国家防衛安全評議会は、憲法第427条に基づき、行政・立法・司法の三権を暫定的に行使する体制を確立し、同第429条に則り6か月以内に総選挙を実施する方針を示している(The Global New Light of Myanmar, 2025年8月1日付)。
首相に任命されたニョウ・ソウ(U Nyo Saw)氏は、国家経済関係に強い影響力を持つ人物として知られ、かつて国有企業グループであるミャンマー・エコノミック・コーポレーション(MEC)のトップを務めていた経歴を持つ。国家計画や財務、法務の分野にも通じており、2021年以降は国家行政評議会(SAC)において制度設計や政策立案を担う役割を果たしてきたとされる(The Irrawaddy, 2025年7月31日付)。
新たな連邦政府の閣僚構成は、旧SACや政務局関係者を中心とした布陣となっており、内務、国防、国境問題、財政などの主要ポストには引き続き官僚や治安部門出身者が任命されている(Reuters, 2025年8月1日付)。
また、選挙管理委員会(UEC)に対する制度的統制は継続されており、国家安全と平和委員会が選挙管理や治安維持を担う構造となっている。

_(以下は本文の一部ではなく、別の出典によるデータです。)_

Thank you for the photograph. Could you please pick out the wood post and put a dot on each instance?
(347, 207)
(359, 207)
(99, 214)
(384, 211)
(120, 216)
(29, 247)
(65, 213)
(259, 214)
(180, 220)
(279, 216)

今回の再編は、憲法に基づいた手続きにより行われたものであり、国際社会に対しては「民政復帰への一歩」であるとする説明がなされている。一方で、政府構成の在り方に関しては、欧州連合(EU)やASEANの一部加盟国などから、「選挙の実施と並行して、政府構成の透明性と多様性を確保することが重要である」との声が上がっている(Reuters, ASEAN声明)。
首相職においてニョウ・ソウ氏が登用されたこと、そして非常事態体制が形式的に終了したことは、制度的な移行の一環と捉えることができる。今後、総選挙の円滑な実施とともに、多様な意見や専門性を反映した政府運営が期待される。